Здесь надо объяснить читателю, почему к юноше в Крейдоке обращались «мастер Ронан». Дело в том, что в Шотландии наследника титула обычно звали мастером с прибавлением названия титула. Так что, если следовать данному правилу, в нашем случае Ронана стоило бы звать мастер Бакьюхейда, т.е. наследник баронства Бакьюхейд. Но пока Ронан был мальчиком, домочадцы Крейдока ради почтительности прибавляли «мастер» к его имени, потому как у всех имя Бакьюхейд ассоциировалось с грозным бароном, отцом Ронана. И потому-то, вместо величания мальчика по имени бравого рыцаря, его почтительно и одновременно ласкательно называли мастер Ронан. Такое обращение к наследнику баронства по привычке осталось среди челяди замка и когда мальчик превратился во взрослого юношу.
Питер положил убитую птицу в холщовый мешок на спине, посадил сокола на перчатку, накрыл его голову клобучком и они вместе с Ронаном двинулись по извилистой дорожке к замку.
– А скажи-ка, Питер, а с какой стати этот чертёнок помчался от меня как полоумный? Что за чума его взяла? – спросил юноша с высоты своего коня.
– Эндри-то? По моему разумению он направился через лес прямиком в замок, чтоб первым новость о вашем приезде принести. Везде сорванец свой нос суёт и первым быть хочёт.
Как будто в подтверждение его слов через несколько минут со стороны замка послышался радостный звук горна, стремившийся огласить на всю окрестность весть о важном событии.
– Эге-ге, мастер Ронан! Смотрите-ка, какие у Эндри ноги быстрые – уж весь Крейдок взбудоражил, – воскликнул Питер.
– Разумеется, в этом ты прав, дружище, – согласился Ронан. – От меня он умчался будто испуганная лань, за которой гонится стая голодных волков.

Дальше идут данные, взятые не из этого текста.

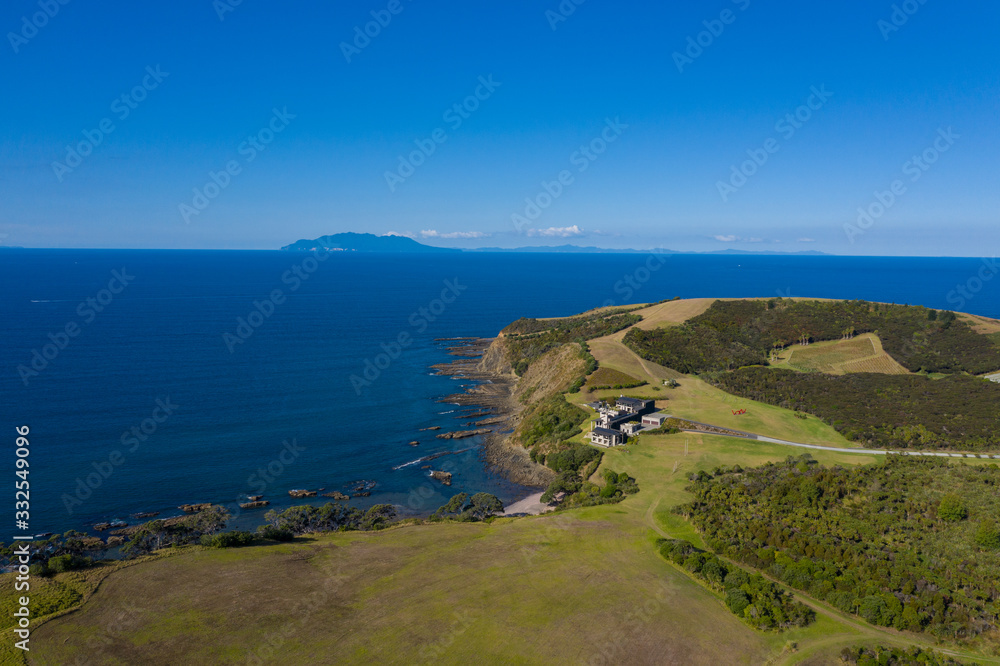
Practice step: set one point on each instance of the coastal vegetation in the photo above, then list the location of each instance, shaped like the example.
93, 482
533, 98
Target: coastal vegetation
733, 334
894, 656
466, 509
609, 378
330, 517
897, 543
882, 411
549, 423
526, 340
758, 601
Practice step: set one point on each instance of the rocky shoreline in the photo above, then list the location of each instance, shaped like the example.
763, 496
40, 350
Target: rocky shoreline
492, 400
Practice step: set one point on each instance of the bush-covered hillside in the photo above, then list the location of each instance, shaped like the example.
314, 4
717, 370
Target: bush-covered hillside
882, 411
902, 543
528, 339
732, 334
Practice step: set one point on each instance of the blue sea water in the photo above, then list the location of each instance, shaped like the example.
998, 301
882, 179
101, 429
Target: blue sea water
267, 408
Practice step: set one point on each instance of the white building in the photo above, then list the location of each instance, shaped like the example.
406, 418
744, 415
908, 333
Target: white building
606, 437
654, 420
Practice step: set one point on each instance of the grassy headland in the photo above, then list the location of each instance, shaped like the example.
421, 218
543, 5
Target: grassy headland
582, 585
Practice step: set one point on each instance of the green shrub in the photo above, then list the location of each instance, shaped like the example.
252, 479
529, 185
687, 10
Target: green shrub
987, 535
272, 533
952, 508
233, 539
67, 562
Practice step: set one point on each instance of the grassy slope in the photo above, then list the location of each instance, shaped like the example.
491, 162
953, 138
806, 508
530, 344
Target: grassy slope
550, 589
861, 354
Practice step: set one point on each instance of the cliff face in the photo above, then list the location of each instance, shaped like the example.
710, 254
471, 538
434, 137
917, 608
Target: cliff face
495, 361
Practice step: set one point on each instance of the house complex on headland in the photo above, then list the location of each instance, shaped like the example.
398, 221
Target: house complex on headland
615, 424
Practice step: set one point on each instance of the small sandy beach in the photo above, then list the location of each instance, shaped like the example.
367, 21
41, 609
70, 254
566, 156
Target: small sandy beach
531, 505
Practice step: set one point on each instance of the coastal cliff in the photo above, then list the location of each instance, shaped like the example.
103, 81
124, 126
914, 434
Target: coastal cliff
514, 401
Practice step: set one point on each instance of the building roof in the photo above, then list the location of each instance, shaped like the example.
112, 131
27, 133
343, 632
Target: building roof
636, 402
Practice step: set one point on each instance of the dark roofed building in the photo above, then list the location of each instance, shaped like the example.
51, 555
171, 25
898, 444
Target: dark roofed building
634, 405
606, 437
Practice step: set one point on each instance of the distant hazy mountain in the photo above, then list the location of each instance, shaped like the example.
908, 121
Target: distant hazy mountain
599, 250
352, 242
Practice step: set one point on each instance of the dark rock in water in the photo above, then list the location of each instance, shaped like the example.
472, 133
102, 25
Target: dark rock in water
195, 508
443, 477
462, 434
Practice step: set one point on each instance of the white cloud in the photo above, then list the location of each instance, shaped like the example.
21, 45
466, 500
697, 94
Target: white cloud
557, 232
433, 233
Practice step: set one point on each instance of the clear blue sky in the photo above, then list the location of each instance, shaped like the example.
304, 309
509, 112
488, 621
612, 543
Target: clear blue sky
655, 185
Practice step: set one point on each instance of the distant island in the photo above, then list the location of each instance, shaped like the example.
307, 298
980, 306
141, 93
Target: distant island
355, 242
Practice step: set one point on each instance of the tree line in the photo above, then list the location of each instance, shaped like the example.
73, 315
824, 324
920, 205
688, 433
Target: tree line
908, 543
733, 334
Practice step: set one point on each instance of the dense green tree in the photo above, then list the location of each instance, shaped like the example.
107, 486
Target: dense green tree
987, 535
952, 508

Через четверть часа Ронан на Идальго въехал в гостеприимно распахнутые ворота замка. Во дворе уже собралась небольшая толпа из слуг и челядинцев, каждый из которых хотел поприветствовать сына барона. Ронан с благодарностью ответил на их радостные выкрики и прошёл во «дворец», где в парадном зале, служившем одновременно и гостиной для времяпровождений, и холлом для празднеств и церемоний, его ждал сэр Роберт, чинно восседавший на резном стуле с высокой спинкой. Рядом с ним стоял, улыбаясь, сорванец Эндри. Вокруг стула и по зале лениво бродили гончие собаки. По стенам были развешаны старинные доспехи и оружие. Барон встал навстречу Ронану и горячо обнял его.
Роберт Бакьюхейд был чуть ниже сына, но шире в плечах, густые тёмные волосы с проседью под малиновой шапочкой с павлиньим пером были собраны и закреплены серебряным ободком. Чёрный парадный камзол с золотистой отделкой, ботинки с серебристыми пряжками и чулки с белыми бантами определённо не шли к мускулистой фигуре и бородатому лицу с властными чертами, с большим, придававшим ещё более суровости шрамом на щеке и густыми тяжёлыми бровями. Раскаты сильного и басовитого голоса барона разносились по всей зале и слышны были, кажется, даже во дворе. Этот человек без сомнения смотрелся бы лучше в латах, шлеме и с мечом на перевязи, ежели бы не то, как сильно он припадал на правую ногу, что сразу бросилось в глаза, как только он встал и сделал несколько шагов вперёд чтобы обнять сына.